Complementary and integrative medicine comprises treatments used along with conventional medical care. Its use within care settings and communities has increased.
We aimed to assess baseline knowledge and use of complementary and integrative medicine among advanced practice providers at an academic medical center and their attitudes toward it.
A 50-question survey was sent to 1018 advanced practice providers at our academic medical center to evaluate their knowledge, attitudes, and utilization of complementary and integrative medicine therapies.
The 556 respondents (54.6% response rate) included physician assistants, nurse practitioners, certified registered nurse anesthetists, clinical nurse specialists, and certified nurse midwives. Respondents reported a positive attitude toward complementary and integrative medicine and were likely to refer their patients to a complementary and integrative medicine practitioner (59%). They agreed that patients whose providers incorporate complementary and integrative medicine into their care have better clinical outcomes (nurse practitioners, 93%; certified registered nurse anesthetists, 87%; physician assistants, 85%; P = .002) and improved patient satisfaction (all respondents, 84%).
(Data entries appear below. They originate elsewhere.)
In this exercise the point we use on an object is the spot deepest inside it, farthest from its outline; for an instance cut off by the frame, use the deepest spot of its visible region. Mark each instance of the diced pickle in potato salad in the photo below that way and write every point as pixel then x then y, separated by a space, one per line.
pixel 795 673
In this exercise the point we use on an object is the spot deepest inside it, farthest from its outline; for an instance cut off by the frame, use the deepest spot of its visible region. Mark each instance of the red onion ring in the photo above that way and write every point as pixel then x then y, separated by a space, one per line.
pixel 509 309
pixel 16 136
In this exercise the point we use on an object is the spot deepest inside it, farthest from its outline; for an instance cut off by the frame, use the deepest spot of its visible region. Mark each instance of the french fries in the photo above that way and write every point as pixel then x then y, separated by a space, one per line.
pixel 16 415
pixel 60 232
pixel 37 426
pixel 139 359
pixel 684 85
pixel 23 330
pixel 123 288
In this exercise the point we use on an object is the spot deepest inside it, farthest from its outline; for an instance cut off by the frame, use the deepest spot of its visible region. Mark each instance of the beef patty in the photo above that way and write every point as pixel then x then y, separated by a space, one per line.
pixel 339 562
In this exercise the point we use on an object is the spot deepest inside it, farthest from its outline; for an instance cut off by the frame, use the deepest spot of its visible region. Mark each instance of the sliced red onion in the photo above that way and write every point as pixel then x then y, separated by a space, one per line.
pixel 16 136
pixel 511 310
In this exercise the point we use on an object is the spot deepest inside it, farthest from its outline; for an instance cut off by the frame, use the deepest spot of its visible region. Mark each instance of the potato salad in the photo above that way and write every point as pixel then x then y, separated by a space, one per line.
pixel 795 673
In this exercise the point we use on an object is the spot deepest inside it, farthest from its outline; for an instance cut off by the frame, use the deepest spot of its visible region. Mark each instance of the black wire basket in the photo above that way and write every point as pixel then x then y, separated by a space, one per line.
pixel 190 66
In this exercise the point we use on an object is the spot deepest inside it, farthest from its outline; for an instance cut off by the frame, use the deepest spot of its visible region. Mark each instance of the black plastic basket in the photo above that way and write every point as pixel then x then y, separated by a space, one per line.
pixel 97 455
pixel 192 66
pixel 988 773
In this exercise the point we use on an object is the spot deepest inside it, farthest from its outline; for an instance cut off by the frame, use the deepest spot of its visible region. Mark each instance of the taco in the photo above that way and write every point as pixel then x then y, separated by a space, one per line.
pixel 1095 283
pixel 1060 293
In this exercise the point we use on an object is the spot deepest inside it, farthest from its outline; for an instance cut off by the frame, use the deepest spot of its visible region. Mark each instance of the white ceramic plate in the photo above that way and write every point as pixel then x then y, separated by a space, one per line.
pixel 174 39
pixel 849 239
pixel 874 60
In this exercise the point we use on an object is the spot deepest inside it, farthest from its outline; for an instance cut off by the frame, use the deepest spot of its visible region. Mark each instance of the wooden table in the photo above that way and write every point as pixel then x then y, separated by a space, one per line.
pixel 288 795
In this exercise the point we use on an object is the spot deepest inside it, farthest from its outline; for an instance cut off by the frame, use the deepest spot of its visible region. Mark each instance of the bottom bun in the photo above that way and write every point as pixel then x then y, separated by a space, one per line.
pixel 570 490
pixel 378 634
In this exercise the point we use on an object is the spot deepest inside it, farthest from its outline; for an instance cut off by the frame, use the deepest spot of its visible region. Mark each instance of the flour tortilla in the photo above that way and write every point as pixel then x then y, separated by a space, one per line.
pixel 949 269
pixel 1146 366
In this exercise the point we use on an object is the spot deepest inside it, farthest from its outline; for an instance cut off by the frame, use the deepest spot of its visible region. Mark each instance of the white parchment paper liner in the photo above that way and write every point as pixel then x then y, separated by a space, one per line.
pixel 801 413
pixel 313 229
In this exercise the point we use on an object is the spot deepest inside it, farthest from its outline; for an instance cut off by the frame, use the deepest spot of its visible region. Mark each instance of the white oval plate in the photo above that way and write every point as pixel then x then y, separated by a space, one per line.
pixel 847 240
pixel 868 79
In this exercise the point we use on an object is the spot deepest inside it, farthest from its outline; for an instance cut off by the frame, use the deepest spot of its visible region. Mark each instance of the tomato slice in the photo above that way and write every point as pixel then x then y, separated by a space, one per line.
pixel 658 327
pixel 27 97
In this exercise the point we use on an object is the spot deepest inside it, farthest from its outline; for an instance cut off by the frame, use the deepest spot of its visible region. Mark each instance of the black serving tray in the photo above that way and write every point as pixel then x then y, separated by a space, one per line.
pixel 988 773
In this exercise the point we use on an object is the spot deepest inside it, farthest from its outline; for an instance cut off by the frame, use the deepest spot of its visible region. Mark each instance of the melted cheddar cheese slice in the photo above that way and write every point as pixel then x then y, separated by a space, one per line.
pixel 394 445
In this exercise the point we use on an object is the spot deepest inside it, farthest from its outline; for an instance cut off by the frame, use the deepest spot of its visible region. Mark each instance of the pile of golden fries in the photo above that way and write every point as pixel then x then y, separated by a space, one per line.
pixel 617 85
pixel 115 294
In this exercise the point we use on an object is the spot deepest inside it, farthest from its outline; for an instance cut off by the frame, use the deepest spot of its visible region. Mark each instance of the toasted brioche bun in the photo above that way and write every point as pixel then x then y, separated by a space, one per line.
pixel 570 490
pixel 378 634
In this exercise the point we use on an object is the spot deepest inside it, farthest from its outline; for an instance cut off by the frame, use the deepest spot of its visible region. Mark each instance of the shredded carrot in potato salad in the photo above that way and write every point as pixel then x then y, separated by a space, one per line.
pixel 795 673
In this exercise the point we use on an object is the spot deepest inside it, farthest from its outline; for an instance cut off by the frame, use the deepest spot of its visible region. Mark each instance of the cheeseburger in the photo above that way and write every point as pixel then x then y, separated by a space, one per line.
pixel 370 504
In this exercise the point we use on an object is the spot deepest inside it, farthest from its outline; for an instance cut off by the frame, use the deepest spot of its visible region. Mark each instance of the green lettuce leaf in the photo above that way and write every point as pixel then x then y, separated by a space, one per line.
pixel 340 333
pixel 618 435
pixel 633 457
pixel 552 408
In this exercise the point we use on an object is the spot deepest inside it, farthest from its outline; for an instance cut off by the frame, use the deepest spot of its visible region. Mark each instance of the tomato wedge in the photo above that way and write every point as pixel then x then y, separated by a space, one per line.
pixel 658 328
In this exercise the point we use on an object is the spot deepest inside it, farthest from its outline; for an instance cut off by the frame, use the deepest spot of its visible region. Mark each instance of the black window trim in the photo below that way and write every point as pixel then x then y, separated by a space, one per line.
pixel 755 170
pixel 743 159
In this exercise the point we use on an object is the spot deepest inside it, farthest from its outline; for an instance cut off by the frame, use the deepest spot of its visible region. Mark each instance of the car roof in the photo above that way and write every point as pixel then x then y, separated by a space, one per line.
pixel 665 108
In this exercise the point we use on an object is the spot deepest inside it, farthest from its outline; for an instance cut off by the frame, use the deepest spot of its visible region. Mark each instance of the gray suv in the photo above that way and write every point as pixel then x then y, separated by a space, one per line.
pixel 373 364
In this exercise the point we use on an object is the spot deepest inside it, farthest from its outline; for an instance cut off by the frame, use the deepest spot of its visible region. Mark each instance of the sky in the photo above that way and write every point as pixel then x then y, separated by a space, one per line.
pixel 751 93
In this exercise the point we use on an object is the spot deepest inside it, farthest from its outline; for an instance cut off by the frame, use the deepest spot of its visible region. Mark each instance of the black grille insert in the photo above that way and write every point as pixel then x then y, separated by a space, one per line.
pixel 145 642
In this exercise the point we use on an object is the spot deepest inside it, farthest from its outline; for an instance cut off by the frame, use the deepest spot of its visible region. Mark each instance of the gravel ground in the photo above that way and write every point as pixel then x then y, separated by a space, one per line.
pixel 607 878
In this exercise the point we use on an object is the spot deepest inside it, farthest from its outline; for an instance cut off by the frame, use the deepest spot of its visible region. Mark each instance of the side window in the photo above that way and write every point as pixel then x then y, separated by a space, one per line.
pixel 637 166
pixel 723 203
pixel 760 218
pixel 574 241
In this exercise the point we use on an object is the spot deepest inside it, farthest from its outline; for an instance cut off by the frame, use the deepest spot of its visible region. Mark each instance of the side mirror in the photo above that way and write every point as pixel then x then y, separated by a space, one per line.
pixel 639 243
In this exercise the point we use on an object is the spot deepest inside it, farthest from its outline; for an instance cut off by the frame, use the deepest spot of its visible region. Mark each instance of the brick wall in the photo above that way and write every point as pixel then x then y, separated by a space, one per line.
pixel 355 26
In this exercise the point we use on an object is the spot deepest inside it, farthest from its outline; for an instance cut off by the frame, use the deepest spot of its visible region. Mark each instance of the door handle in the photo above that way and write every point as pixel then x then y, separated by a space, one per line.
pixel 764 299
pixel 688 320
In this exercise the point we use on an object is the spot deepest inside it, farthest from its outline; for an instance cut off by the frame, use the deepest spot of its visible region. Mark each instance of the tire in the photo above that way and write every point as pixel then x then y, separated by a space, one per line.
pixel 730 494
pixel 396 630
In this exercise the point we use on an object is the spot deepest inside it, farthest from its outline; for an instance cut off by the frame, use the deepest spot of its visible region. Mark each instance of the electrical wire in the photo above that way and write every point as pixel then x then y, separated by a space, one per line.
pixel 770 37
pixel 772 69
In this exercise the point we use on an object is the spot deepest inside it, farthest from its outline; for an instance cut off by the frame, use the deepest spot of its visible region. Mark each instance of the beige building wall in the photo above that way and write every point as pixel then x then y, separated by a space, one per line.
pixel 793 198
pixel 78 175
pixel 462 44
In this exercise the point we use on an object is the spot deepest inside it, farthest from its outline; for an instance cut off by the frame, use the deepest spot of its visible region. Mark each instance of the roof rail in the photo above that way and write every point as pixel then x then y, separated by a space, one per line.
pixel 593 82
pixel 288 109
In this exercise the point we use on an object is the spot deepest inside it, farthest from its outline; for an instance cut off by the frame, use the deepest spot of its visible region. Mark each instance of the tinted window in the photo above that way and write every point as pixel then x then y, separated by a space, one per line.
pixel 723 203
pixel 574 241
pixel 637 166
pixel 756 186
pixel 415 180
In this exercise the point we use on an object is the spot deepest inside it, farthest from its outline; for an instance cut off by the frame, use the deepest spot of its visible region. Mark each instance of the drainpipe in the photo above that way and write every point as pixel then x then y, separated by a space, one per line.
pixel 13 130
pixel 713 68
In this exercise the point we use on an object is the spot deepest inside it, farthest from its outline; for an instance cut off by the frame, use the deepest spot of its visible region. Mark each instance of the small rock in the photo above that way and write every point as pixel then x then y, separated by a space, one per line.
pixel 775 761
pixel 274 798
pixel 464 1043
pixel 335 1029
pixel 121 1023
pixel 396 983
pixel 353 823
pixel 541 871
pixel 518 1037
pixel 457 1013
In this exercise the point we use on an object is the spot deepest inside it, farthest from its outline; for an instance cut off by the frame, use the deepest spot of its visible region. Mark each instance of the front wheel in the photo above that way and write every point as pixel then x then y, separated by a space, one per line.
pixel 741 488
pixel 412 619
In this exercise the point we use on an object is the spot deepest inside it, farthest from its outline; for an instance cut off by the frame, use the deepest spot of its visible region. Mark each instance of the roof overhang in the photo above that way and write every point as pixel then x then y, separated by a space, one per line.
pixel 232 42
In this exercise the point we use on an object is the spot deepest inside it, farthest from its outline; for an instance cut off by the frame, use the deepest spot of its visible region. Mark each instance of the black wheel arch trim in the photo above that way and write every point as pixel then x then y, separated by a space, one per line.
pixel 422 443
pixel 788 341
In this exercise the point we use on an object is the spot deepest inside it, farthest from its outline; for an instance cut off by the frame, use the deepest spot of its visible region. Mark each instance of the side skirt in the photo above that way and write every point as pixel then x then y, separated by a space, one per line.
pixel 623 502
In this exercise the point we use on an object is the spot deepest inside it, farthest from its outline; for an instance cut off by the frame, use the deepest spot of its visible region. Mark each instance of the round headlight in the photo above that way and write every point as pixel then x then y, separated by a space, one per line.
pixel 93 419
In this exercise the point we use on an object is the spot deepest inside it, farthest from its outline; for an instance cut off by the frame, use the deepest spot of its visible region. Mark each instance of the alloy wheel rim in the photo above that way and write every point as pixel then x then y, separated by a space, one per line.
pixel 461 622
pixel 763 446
Advanced practice providers, especially nurse practitioners, stated that they initiate the conversation to discuss the benefits and harms of complementary and integrative medicine with their patients (nurse practitioners, 93%; certified registered nurse anesthetists, 87%; physician assistants, 85%; P < .001). Respondents most frequently endorsed overall exercise, massage, and melatonin. Prospective randomized controlled trials were the most influential factor for attitude toward complementary and integrative medicine among physician assistants (50%), and personal experience was the most influential factor among nurse practitioners (52.9%) and certified registered nurse anesthetists (46.8%).
Advanced practice providers generally have positive attitudes toward complementary and integrative medicine, but utilization appears limited by a self-report of low knowledge of benefits and risks of various therapies. For patient safety and satisfaction, advanced practice providers require a strong complementary and integrative medicine knowledge base to counsel patients.